I recently caught up with lead singer and guitarist Cody Page and drummer Eddie Core of the indie rock band Armada to discuss their new release, Paper Ghosts. This three piece outfit weaves terrific storytelling into a lush musical landscape creating a sound all their own. Here’s what the guys had to say about the new disc, their writing process and more!

Now that your new disc Paper Ghosts is complete, how do you feel about it and are you satisfied with the outcome?
Cody: We could not be more over the moon about getting this thing into people’s hands. You always have things you’d like to re-tweak, but if you went down the rabbit hole with every ghost of an edit you’d like to make, you’d never finish. That’s a hard thing to accept when you’re picky like us, but it’s the right thing to do.

Eddie: What we ended up with is extremely close to what we heard in our heads from the outset.
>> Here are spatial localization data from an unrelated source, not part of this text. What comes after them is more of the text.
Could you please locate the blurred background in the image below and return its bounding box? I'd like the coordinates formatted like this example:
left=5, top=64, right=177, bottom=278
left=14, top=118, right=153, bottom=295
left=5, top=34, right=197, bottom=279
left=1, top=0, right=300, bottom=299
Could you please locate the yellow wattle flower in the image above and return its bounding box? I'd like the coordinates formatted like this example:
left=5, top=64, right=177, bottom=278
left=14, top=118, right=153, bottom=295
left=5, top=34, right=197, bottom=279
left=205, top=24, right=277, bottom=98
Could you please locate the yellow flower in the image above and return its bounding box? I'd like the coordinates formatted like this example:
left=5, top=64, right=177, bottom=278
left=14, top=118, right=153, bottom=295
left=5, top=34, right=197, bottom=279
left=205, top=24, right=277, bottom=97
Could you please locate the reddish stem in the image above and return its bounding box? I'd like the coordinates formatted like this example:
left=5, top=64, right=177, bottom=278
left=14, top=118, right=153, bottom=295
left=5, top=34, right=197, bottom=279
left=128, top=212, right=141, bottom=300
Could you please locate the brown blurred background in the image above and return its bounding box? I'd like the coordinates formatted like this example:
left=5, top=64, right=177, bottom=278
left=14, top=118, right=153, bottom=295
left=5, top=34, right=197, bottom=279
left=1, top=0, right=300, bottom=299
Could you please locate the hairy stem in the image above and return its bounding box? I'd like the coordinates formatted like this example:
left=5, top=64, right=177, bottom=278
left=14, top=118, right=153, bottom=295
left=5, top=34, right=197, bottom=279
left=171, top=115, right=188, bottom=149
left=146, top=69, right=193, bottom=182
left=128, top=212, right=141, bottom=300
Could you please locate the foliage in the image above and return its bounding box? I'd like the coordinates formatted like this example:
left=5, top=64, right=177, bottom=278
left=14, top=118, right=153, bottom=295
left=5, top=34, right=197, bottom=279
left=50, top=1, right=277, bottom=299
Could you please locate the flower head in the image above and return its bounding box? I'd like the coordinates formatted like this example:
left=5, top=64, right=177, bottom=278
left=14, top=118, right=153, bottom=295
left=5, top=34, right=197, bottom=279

That’s fulfilling, especially considering the budget we were on.

What is your writing process like?
Cody: I bring in the outline of a song: lyric, melody, general mood. Then we dissect it as a band, rearranging parts and getting everybody’s fingerprints in there. Some songs just kind of write themselves. Others put up more of a fight. While we were in the studio recording Paper Ghosts, we took a fighter song apart in the 11th hour and completely flipped it around. That 45 minutes of spontaneous work beat months of sweating over the tune in our rehearsal space.

Check out the song: “Callanwolde”

When you write do you ever think about the live performance?
Eddie: Definitely. Some bands try out new material on new audiences and do heavy tweaking based on the reactions they get. We don’t quite go that far, but we’re certainly thinking about how a song will translate live.

Cody: What we’re more prone to doing is tinkering with our recorded stuff to sound a little different at the show. It’s no fun seeing a band that’s so flawlessly dedicated to the record live that you might as well have sat at home listening on your headphones.

Is it hard translating your songs to a live performance?
Cody: Not really. We owe a lot of that to Mike Borden, our producer, because he helped us remember not to layer things into the record that wouldn’t be possible to play live. Sometimes you’ll throw an auxiliary piece of percussion in there that probably won’t make the live set, but those moments are pretty rare for us.

Who are the biggest influences on your playing?
Cody: We always say that this is what would happen if Spoon, Wilco and Black Rebel Motorcycle Club threw a pool party with Queens of the Stone Age sound tracking the water ballet. That’s what we end up sounding like, but what got us there is absolutely all over the place: Bowie, Tom Waits, Nine Inch Nails, Elvis Costello, Secret Machines, Tom Petty, Neil Young, Smashing Pumpkins, etc.

Give us some insight into the record and the meaning behind its title?
Eddie: State secret!

What can fans expect when they pick up a copy of Paper Ghosts?
Cody: We like to think we have something to say and we don’t bullshit our way around saying it. That goes for the words for sure, but bleeds over into the musical side of things, too. We grew up in love with off-kilter rock music with a certain sadness about it that’s more raw than it is hopeless. People can expect songs that appeal to that sensibility. They can also expect hammerhead sharks on the cover.

Times are tough these days. Do you have a job when you are not touring?
Cody: This is maybe the best time in history to be an independent musician. You have more control over the business that affects you. That said, most people are allowed that control because they aren’t being paid by anyone to make music. It’s good and bad in that way and we definitely fill in the gaps with day jobs. We work in tech, music, and food, respectively.

What’s next for Armada?
Cody: We just finished up a breakneck few months that culminated in a new music video for “Callanwolde” and a CD release party for Paper Ghosts that truly blew the doors off all of our expectations. We feel springy and focused on getting back to our live show regimen. Next up is Harvelle’s over in Santa Monica with a band called Satellite. That’s on October 5th. Beyond that, we have a few more video-related surprises coming down the pike and hopefully some good news about festivals.